Les soldats israéliens auraient brandit leurs armes contre le journaliste italien Andréa Bernadi et son collègue, le photographe palestinien Abbas Momani, alors que les deux journalistes portaient tous les deux un gilet pare-balles avec l’inscription « Press ». Selon l’AFP, Bernadi aurait été jeté à terre, avant d’être tabassé sur le côté avec une arme jusqu’à ce qu’il montre sa carte de presse. Le journaliste souffre à présent de plusieurs contusions aux côtes et d’une blessure à l’œil.

Les soldats auraient également détruit deux caméras, et en auraient confisqué une troisième ainsi qu’un téléphone portable.

L’AFP a immédiatement contacté l’armée israélienne et a fait savoir qu’elle avait l’intention de déposer une plainte officielle. Le porte-parole de l’armée israélienne, le Colonel Peter Lerner, a quant à lui déclaré à l’AFP que « des mesures disciplinaires seront adoptées ». Il a également ajouté que de « hauts responsables », y compris le chef des Forces israéliennes, avaient connaissance de l’incident.

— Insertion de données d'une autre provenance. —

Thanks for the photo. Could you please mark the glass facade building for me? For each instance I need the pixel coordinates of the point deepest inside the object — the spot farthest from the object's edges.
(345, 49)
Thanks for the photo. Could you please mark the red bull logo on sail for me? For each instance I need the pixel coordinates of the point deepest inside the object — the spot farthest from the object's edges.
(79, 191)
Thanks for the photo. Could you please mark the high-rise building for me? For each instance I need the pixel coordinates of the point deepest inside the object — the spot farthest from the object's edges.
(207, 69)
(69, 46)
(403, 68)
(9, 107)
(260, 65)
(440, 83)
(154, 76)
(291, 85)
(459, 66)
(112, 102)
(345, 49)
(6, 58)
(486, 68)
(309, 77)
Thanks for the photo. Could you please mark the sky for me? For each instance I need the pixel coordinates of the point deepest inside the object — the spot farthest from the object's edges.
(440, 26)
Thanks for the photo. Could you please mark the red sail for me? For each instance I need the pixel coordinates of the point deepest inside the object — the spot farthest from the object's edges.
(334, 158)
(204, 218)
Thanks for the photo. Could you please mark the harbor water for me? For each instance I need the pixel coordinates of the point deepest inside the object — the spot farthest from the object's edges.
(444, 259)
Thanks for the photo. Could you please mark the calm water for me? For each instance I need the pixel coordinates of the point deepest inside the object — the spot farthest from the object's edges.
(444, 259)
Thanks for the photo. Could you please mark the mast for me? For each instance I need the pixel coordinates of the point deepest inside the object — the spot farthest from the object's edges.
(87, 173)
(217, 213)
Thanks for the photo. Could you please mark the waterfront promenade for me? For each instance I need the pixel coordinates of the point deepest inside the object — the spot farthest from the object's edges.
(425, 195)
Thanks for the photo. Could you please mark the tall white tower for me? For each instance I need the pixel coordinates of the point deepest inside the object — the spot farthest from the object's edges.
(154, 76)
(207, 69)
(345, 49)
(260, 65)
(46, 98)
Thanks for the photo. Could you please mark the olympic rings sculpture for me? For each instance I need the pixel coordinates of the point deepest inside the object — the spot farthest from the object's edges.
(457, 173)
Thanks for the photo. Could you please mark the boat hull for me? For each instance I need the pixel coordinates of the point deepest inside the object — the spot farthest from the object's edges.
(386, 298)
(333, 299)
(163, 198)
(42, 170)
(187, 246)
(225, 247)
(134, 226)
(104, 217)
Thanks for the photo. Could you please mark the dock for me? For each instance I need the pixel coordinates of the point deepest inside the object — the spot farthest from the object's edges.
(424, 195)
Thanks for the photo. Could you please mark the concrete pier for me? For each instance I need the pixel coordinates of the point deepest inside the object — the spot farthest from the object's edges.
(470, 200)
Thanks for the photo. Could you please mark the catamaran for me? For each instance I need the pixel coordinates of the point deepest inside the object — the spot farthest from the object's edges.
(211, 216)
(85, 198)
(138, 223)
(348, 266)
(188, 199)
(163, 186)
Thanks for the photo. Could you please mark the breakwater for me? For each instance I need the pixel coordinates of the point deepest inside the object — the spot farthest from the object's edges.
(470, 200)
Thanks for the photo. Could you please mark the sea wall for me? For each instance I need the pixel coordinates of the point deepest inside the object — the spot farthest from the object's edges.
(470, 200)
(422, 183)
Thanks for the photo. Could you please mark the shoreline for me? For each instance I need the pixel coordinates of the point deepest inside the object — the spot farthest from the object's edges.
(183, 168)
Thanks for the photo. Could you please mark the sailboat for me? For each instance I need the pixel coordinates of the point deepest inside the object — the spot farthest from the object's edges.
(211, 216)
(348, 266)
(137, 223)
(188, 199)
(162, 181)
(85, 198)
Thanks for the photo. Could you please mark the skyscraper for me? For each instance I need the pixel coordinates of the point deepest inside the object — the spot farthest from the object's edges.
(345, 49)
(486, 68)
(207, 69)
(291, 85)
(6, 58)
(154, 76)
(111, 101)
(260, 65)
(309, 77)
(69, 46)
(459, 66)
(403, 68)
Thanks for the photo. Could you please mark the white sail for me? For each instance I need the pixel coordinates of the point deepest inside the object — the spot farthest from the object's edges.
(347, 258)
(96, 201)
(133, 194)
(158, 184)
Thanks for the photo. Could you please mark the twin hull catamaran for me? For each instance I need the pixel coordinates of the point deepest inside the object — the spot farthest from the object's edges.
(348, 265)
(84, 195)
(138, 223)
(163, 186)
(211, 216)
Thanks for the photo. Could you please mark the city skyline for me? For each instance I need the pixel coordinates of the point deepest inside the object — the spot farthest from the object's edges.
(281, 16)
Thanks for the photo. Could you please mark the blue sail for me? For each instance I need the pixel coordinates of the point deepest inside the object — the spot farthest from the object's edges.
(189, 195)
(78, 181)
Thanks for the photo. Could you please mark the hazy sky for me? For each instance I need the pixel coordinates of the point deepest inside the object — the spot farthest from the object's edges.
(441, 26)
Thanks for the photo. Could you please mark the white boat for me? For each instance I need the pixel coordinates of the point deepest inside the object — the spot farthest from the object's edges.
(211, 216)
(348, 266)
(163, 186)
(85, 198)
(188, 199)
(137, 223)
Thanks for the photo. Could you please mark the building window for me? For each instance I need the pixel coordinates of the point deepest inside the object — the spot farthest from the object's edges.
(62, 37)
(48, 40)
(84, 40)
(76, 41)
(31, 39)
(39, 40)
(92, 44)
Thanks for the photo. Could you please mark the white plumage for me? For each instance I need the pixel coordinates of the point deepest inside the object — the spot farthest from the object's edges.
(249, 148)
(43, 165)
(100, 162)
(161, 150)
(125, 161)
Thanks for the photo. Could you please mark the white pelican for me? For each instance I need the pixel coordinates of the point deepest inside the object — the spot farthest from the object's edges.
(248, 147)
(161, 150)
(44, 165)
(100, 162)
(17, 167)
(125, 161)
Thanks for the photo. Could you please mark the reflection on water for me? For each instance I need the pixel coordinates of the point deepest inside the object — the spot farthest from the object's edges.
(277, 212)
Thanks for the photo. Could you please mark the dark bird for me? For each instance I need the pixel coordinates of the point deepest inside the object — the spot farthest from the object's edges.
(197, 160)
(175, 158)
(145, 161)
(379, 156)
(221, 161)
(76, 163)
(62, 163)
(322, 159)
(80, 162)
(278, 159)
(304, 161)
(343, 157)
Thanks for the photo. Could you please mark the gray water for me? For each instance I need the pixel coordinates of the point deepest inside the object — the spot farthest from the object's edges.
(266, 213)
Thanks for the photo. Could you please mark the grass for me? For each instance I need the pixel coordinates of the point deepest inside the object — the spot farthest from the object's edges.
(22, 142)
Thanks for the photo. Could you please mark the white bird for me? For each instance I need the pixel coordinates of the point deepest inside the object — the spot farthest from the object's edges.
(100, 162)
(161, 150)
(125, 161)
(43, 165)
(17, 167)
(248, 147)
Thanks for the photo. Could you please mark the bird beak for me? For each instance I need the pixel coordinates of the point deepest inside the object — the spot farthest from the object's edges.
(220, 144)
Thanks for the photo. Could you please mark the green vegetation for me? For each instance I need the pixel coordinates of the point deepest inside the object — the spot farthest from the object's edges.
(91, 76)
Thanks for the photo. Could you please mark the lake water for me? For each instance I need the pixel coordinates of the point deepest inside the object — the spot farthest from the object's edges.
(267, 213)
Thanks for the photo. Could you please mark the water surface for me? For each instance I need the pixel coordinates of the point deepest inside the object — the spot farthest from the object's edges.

Or, ce type d’affrontement n’est pas nouveau. Le 24 avril dernier, ce même photographe palestinien et son collègue avaient déjà été victimes de heurts avec des soldats israéliens qui leur avaient jeté des pierres. Cet incident avait été filmé, et l’armée avait également annoncé que des mesures disciplinaires seraient prises à l’encontre des coupables.

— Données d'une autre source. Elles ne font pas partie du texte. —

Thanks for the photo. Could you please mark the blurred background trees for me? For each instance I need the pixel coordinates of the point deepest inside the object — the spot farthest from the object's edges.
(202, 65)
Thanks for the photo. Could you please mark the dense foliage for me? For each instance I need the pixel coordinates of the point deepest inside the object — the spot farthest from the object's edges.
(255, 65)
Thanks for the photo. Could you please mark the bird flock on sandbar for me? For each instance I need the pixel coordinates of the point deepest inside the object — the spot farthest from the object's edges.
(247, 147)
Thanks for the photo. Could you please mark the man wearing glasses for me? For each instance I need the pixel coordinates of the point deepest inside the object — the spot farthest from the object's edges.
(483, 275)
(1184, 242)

Les affrontements de vendredi entre Palestiniens et les forces armées israéliennes sont survenus après les funérailles d’Ahmed Khatatbeh, un jeune palestinien de 26 ans qui a succombé à ses blessures jeudi après avoir été tué par des soldats israéliens la semaine dernière au poste de contrôle de Beit Furik près de Nablus dans le nord de la Cisjordanie. L’armée avait alors confirmé qu’Ahmed Khatatbeh et un autre homme avaient lancé une bombe à essence sur un véhicule se dirigeant vers la colonie juive d’Itamar.

Des milliers de Palestiniens ont manifesté leur émotion lors d’une marche funèbre à l’honneur d’Ahmed Khatatbeh.